Gillian Howell at the Manningham Jam, Australia (photograph courtesy of Manningham City Council, photographer David Ng)

The contexts section of the handbook features work from a wide variety of settings, and shows the breadth of places where community musicians can be found. The chapters in this section are designed to inspire (re)definitions or frameworks for understanding the diverse contexts of community music in the twenty-first century. In the opening chapter of this section Huib Schippers provides a way of conceptualizing contexts for community music in terms of organic community music-making, interventions, and institutionalized music-making. He also explores a nine-domain framework for examining the key characteristics of community music practices, and concludes by exploring (p. 22) the relationship between community and the sustainability of music practices using the concept of musical ecosystems. Gillian Howell’s chapter follows this with a discussion of community-based music interventions in sites affected by violent war and conflict. In her chapter, she proposes a typology of four broad fields of intention that commonly underpin music interventions, namely music education, cultural regeneration, social development, and healing, health, and well-being. Her chapter then applies this typology to an early exemplar of a post-war music intervention, the Pavarotti Music Centre in Mostar, Bosnia-Herzegovina.

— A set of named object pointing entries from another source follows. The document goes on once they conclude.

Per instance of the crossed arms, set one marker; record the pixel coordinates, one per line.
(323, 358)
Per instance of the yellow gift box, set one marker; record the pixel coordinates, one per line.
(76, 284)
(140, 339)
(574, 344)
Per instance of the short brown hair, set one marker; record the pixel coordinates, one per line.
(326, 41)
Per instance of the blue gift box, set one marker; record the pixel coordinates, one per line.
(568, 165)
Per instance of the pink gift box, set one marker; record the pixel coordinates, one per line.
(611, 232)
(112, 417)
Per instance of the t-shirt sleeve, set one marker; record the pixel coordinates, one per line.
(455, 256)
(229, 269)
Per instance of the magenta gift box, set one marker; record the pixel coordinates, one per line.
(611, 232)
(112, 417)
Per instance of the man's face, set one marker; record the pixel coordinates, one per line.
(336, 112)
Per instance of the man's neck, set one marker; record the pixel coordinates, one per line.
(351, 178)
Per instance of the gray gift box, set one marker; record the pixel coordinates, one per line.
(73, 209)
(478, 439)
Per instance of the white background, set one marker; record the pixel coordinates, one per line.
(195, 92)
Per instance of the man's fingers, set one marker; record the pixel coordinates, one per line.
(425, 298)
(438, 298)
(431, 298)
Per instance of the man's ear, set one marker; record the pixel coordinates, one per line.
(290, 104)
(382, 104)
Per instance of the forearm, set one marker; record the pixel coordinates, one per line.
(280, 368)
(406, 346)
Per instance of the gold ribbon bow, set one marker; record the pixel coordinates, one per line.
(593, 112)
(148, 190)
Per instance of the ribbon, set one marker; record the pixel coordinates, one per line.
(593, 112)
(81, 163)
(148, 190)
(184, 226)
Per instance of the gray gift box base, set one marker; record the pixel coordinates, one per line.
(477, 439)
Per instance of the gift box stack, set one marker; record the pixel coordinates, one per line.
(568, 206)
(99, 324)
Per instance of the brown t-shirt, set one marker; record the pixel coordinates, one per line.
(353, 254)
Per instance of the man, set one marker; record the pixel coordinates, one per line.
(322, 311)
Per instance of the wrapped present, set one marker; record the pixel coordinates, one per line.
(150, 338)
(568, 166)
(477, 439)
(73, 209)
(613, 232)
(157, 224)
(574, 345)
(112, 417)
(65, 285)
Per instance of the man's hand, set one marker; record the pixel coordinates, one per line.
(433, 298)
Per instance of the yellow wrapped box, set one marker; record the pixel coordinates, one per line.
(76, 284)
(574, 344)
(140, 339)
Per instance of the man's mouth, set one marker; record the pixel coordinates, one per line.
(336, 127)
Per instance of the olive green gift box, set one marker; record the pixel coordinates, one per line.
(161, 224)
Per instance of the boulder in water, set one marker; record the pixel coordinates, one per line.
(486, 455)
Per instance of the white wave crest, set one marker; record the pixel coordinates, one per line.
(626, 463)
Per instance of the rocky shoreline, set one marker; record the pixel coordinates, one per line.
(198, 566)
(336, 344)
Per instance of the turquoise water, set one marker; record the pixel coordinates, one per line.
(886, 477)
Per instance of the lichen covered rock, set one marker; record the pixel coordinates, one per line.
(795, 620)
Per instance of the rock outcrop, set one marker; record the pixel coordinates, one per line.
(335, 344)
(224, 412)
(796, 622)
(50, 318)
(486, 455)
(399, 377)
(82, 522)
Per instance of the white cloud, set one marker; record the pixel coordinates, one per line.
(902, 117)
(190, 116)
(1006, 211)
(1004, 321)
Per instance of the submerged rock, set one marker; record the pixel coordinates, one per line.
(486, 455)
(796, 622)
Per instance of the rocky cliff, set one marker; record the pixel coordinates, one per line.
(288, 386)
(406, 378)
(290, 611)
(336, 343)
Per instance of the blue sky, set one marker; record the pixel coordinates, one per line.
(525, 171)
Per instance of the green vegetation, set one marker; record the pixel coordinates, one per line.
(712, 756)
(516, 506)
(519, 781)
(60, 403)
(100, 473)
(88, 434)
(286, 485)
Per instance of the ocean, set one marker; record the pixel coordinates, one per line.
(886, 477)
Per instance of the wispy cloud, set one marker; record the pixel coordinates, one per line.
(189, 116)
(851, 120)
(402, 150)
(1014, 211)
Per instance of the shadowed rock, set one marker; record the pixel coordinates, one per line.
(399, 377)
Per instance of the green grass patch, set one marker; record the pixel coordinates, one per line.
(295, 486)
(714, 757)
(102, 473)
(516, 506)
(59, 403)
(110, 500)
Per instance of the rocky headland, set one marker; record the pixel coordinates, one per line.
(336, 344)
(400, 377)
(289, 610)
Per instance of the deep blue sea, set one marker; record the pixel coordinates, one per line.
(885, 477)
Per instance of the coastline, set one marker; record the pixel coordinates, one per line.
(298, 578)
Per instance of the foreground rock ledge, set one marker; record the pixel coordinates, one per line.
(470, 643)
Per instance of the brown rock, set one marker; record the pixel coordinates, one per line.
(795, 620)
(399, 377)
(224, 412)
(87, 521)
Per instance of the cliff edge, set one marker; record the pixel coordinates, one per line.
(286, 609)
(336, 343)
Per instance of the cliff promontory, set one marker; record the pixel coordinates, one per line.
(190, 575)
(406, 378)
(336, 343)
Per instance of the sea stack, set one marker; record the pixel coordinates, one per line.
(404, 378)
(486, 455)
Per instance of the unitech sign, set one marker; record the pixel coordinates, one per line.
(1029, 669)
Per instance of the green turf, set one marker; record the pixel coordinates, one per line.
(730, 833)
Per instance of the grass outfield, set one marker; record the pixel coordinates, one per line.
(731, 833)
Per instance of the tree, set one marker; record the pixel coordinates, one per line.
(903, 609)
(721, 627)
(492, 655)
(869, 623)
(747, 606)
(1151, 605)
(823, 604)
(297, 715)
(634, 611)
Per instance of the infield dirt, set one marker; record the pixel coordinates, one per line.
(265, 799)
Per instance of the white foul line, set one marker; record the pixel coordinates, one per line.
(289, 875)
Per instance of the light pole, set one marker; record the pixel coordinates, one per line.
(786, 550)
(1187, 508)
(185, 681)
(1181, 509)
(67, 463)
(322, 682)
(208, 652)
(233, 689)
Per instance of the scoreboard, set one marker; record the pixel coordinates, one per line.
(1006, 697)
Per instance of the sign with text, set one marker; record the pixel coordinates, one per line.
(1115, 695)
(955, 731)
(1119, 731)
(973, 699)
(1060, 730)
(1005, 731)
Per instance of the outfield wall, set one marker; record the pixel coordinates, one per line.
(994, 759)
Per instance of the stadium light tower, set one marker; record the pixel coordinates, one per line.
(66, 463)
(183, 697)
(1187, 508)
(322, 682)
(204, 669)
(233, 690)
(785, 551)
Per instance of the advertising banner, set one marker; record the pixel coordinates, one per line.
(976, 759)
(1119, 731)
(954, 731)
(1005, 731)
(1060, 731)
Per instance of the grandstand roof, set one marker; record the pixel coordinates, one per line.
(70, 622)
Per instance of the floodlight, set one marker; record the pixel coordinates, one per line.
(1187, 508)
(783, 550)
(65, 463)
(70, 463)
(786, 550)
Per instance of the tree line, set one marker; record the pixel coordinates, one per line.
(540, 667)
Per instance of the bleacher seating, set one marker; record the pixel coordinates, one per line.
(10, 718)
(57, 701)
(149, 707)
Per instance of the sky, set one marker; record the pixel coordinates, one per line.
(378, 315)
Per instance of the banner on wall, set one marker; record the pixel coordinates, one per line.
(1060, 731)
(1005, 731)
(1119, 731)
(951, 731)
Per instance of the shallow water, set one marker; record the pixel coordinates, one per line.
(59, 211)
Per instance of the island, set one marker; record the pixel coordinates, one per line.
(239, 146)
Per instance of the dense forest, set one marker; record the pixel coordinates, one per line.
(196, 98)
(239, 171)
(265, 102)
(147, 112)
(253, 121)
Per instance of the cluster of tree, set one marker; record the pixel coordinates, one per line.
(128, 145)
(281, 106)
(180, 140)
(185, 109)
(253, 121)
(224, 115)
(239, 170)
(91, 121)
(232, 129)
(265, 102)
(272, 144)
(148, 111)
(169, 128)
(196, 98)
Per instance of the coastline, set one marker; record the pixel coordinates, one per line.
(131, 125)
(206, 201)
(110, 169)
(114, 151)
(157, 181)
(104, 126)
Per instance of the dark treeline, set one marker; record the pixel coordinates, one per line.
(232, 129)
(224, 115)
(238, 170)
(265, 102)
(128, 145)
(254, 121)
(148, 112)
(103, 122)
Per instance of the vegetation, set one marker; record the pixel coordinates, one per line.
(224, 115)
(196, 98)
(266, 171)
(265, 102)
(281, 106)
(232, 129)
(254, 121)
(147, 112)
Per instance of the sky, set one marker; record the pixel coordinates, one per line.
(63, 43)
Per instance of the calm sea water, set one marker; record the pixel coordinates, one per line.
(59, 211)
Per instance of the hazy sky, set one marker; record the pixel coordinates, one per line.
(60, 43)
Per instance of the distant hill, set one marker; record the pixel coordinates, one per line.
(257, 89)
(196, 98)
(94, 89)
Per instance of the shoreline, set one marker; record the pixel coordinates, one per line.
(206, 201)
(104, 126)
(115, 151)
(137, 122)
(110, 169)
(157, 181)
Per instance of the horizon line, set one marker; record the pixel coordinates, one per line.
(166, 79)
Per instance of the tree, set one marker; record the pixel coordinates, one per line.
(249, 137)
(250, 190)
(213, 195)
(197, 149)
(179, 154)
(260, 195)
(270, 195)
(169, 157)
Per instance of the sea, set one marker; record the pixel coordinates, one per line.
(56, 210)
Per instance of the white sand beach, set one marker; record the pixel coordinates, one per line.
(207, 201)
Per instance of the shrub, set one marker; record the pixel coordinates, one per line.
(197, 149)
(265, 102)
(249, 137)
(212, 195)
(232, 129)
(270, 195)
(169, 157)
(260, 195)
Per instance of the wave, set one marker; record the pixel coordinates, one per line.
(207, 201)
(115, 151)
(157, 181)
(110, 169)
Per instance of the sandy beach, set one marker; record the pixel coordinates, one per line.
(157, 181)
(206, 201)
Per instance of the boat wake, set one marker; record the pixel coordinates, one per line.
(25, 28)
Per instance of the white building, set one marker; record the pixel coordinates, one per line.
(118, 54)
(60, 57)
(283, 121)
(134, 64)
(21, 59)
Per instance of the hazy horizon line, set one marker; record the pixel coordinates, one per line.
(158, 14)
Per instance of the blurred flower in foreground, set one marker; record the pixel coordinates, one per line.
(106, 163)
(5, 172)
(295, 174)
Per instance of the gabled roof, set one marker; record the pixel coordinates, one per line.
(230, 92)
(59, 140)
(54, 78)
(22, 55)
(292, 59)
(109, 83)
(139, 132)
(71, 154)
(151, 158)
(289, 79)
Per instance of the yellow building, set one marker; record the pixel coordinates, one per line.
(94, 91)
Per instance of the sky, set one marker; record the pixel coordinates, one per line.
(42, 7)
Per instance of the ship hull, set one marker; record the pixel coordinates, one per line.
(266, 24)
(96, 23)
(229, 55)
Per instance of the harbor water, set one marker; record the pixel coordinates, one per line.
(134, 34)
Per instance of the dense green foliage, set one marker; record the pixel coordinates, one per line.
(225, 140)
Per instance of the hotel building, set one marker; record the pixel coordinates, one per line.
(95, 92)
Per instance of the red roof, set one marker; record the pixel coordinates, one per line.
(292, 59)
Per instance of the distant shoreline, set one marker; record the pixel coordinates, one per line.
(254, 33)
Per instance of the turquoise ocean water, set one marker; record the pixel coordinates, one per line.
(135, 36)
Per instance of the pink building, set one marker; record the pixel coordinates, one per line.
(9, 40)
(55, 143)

Te Oti Rakena’s chapter continues the theme of exploring ways to conceptualize community music and does this through the Indigenous Māori concept of ‘Whanaungatanga’, a philosophy that underpins the function and operation of Pacific Island communities that includes a spiritual dimension, a knowledge of Pacific cosmology, and acknowledges the responsibilities and duties of reciprocity that are expressed within these types of collective relationships. Andrea Creech’s chapter then explores the topic of contexts within the area of positive ageing, and argues that active engagement in participatory music offers a context for creative expression and lifelong musical development, supporting cognitive, social, and emotional well-being in older adults. That said, and like the earlier chapters in this section, Creech critically outlines the work that still needs to be done to develop truly inclusive practices in music that meet a range of needs, desires, and capacities. Janice Waldron’s chapter then moves considerations of context into the online space. Her chapter conceptualizes community music in terms of online and convergent community music activities, and draws on theories of interactive participation from new media activism to examine how community music can grow and reach disenfranchised, disabled, or geographically isolated community music participants, amongst others. Brown, Keller, and de Lima’s chapter continues this section’s focus on contexts to consider the pervasive computing technologies that are providing opportunities and challenges for new musical practices and offering greater access to musical interactions for people at all levels of musical experience. In particular, the authors explore how to leverage ubiquitous technologies to support ubiquitous music, and they discuss how these techniques can assist in ensuring that social music activities provide an appropriate variety of experiences and strategies to maximize socially positive and musically creative outcomes.

The final chapter by Mary Cohen and Jennie Henley examines music-making in US and UK prison contexts and concludes this section by suggesting new insights into the values, applications, and meanings of community music. As their chapter argues, community music approaches within prisons provide a means towards desistance, improved self-esteem, social support, and a sense of accomplishment. As the authors argue, music-making within the complex power dynamics of prison contexts emphasizes the importance of the welcome and hospitality within our understanding of community music.